MapR recently announced including Apache Drill in its latest release of MapR distribution. Apache Drill is the open source version of Google’s Dremel. Dremel is the infrastructure on which BigQuery is based upon. Drill is offering a low latency SQL-on-Hadoop interface. While this puts it in the same space as several other technologies around Hadoop, Drill has some unique characteristics setting it apart from other SQL-on-Hadoop technologies.
For one, Drill is fully ANSI SQL compliant. But more importantly, Drill is built around the “data exploration first” principle. Drill supports out of the box several SQL and NoSQL data sources, self-describing data like Avro, Parquet or HBase tables and even complex nested JSON structured data sources. And if SQL interface is not enough, users can connect analytics software to a Drill data source through the ODBC connector it provides.

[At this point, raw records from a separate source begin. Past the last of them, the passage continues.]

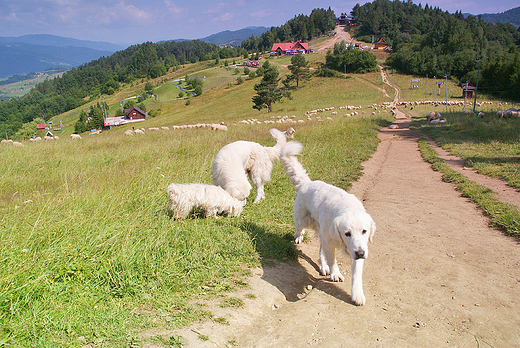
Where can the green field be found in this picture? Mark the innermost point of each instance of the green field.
(90, 253)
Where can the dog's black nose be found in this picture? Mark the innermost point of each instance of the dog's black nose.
(360, 254)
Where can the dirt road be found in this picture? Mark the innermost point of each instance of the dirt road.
(436, 276)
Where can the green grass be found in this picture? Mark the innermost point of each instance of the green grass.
(503, 215)
(490, 145)
(89, 252)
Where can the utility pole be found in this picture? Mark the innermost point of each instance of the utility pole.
(476, 88)
(434, 88)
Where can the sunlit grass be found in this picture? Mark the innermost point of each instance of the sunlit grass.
(90, 254)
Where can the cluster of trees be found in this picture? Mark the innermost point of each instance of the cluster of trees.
(430, 41)
(105, 75)
(301, 27)
(269, 91)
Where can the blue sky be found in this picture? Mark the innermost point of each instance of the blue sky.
(136, 21)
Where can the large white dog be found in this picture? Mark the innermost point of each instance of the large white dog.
(236, 160)
(212, 200)
(338, 217)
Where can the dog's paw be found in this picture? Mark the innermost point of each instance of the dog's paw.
(358, 298)
(337, 277)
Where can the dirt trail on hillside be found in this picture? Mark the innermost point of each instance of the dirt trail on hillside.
(436, 276)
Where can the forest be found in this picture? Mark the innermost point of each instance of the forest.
(429, 41)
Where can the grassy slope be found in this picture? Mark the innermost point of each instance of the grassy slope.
(89, 251)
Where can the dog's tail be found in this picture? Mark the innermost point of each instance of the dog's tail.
(293, 167)
(281, 140)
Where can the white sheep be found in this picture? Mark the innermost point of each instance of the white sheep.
(211, 199)
(289, 133)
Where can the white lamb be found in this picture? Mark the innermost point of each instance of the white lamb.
(212, 200)
(236, 160)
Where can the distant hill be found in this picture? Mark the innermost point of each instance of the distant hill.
(234, 38)
(36, 53)
(511, 16)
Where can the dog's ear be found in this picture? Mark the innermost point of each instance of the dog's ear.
(372, 230)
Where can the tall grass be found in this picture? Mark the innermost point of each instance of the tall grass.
(89, 251)
(491, 145)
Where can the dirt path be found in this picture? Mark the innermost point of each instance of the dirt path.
(437, 274)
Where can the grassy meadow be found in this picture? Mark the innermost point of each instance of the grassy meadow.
(90, 254)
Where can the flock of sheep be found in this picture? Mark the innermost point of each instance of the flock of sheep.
(431, 116)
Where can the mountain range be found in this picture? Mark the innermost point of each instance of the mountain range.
(36, 53)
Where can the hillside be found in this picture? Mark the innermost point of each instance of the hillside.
(511, 16)
(36, 53)
(234, 38)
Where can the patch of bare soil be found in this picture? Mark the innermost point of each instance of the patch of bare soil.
(436, 276)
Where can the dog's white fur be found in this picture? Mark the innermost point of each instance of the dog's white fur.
(338, 217)
(212, 200)
(236, 160)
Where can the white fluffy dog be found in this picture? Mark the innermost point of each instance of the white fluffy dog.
(212, 200)
(338, 217)
(236, 160)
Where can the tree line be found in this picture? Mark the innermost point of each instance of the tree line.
(301, 27)
(429, 41)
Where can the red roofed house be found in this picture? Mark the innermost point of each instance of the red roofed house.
(380, 44)
(282, 48)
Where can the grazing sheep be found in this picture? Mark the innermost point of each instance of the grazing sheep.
(212, 200)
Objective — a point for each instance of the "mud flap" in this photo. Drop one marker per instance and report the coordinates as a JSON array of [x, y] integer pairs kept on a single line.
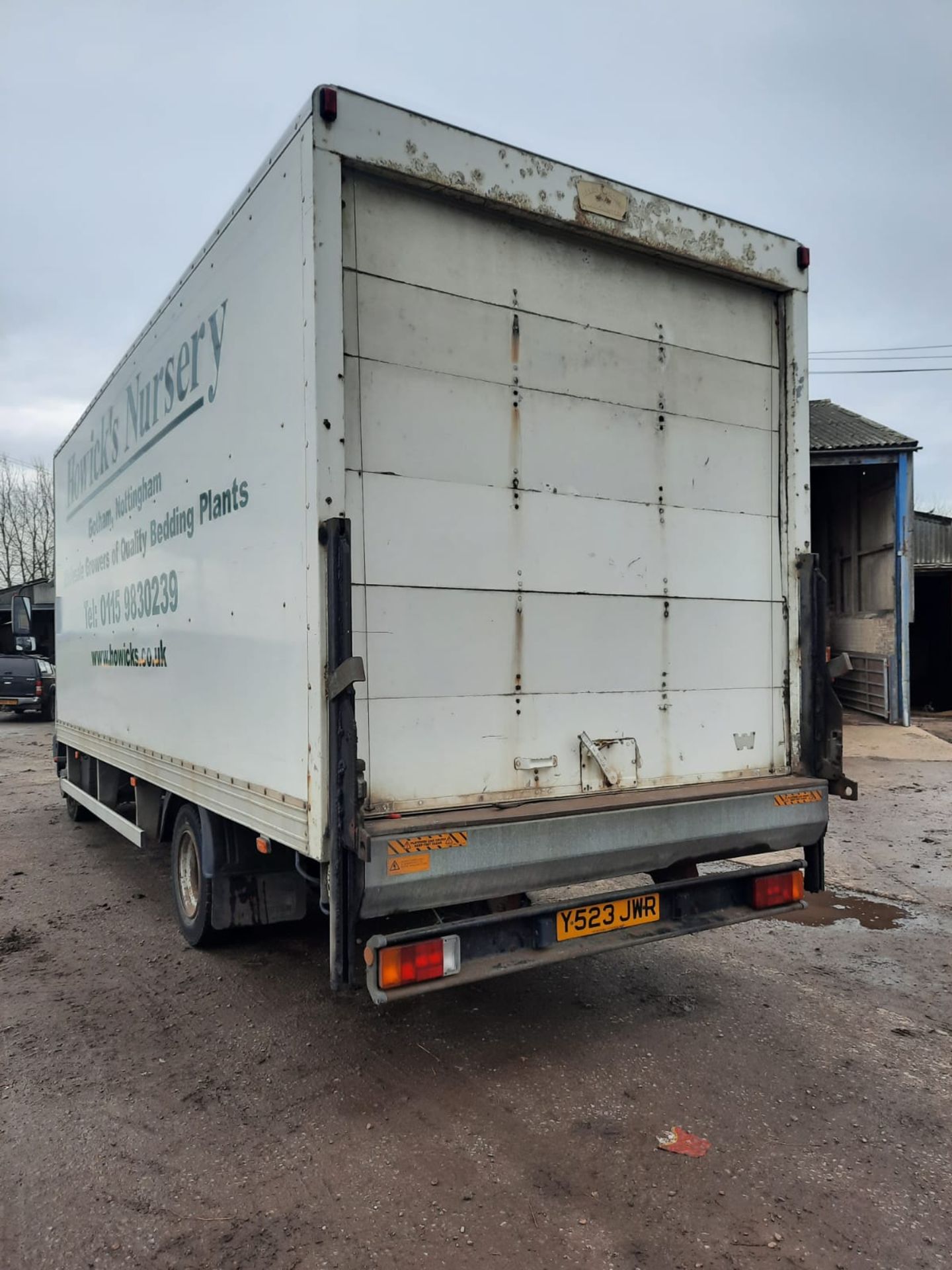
[[258, 900]]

Data Exploration First means that Drill can query unstructured complex JSON structures without flattening or converting them into a fixed schema. In contrast to schema before read SQL-On-Hadoop technologies like Apache Hive, Apache Drill lets users exploring schema-less data. Drill’s query engine can discover the data schema and prepare query plans matching the SQL queries applied to the dataset.

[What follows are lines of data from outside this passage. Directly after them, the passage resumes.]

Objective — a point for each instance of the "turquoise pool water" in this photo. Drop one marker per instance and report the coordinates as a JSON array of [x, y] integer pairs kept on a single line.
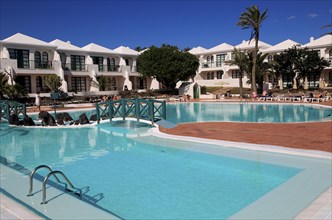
[[137, 176], [205, 111], [201, 112], [123, 169]]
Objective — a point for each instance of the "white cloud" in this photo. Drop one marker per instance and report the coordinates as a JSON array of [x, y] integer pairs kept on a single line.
[[312, 15]]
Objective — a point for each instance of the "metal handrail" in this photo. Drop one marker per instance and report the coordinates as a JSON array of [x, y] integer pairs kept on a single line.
[[33, 173], [67, 180]]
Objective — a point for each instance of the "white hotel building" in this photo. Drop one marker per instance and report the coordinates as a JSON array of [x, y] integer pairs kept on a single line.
[[29, 59]]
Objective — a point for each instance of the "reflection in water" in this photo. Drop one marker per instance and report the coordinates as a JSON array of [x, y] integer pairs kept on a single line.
[[200, 112]]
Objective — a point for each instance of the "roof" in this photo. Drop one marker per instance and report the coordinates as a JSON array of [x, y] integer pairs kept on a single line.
[[197, 50], [246, 45], [26, 40], [126, 51], [326, 40], [97, 48], [221, 47], [65, 45], [282, 46]]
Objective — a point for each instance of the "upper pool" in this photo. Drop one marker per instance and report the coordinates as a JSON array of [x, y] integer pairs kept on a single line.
[[235, 112], [248, 112]]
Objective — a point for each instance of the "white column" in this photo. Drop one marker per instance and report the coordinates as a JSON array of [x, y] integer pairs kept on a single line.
[[154, 84]]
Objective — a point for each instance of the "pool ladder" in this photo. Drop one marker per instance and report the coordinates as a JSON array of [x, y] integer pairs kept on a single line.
[[77, 191]]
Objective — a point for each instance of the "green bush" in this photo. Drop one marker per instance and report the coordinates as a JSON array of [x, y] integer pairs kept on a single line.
[[213, 89]]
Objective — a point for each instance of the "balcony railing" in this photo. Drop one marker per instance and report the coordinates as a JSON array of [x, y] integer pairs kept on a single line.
[[133, 69], [211, 65], [75, 67], [112, 68], [32, 64]]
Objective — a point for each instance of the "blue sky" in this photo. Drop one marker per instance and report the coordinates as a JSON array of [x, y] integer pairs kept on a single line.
[[177, 22]]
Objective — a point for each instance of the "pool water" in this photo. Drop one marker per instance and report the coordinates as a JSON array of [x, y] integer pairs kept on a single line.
[[123, 169], [138, 176], [247, 112]]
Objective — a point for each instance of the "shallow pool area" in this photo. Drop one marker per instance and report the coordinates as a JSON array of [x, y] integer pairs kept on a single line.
[[129, 172], [234, 112], [246, 112]]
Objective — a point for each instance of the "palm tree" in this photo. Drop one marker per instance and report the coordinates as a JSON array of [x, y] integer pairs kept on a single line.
[[3, 84], [240, 59], [103, 82], [252, 18], [53, 82], [263, 69], [327, 26]]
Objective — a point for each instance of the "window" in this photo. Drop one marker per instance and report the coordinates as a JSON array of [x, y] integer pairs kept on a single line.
[[25, 82], [313, 80], [37, 59], [39, 84], [45, 60], [220, 59], [63, 58], [110, 64], [219, 74], [98, 61], [22, 57], [236, 74], [77, 63], [210, 75], [141, 83], [113, 83], [78, 84], [287, 80]]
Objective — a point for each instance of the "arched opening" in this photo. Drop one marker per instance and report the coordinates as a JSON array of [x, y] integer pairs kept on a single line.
[[39, 84], [37, 59], [45, 60], [113, 83]]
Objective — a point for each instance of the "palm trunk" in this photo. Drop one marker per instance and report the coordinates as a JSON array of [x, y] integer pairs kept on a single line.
[[253, 72], [241, 84]]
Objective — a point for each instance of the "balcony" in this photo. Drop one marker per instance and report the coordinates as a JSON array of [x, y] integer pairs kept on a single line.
[[32, 64], [112, 68], [75, 67], [211, 65]]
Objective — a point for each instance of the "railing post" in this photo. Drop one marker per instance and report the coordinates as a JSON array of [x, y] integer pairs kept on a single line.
[[97, 113], [164, 110], [123, 108], [8, 109], [137, 109], [111, 110], [151, 110]]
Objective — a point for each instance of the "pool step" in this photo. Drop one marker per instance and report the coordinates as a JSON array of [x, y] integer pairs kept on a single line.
[[165, 124]]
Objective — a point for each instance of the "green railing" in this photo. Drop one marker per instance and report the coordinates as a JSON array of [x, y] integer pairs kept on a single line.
[[148, 109], [11, 107]]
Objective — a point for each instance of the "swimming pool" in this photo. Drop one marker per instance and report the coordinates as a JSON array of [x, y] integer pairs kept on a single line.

Apache Drill can be used alongside MapReduce jobs complementing it rather than substituting it. When there is need for quick data exploration and interactive analysis in unstructured data Drill can definitely help. Hadoop MapReduce is still the platform of choice for batch processing in the Big Data world.
MapR has been offering a developer preview of Apache Drill in earlier versions of its Hadoop distribution but Drill 0.5.0, shipped on September 12 is the first beta-quality release. Apart from Drill, there are several other technologies offering SQL-on-Hadoop each with its strengths and weaknesses. MapR 4.0.1 release offers four more different technologies in this aspect, namely Apache Hive, Apache Spark SQL, Cloudera Impala and Vertica integration.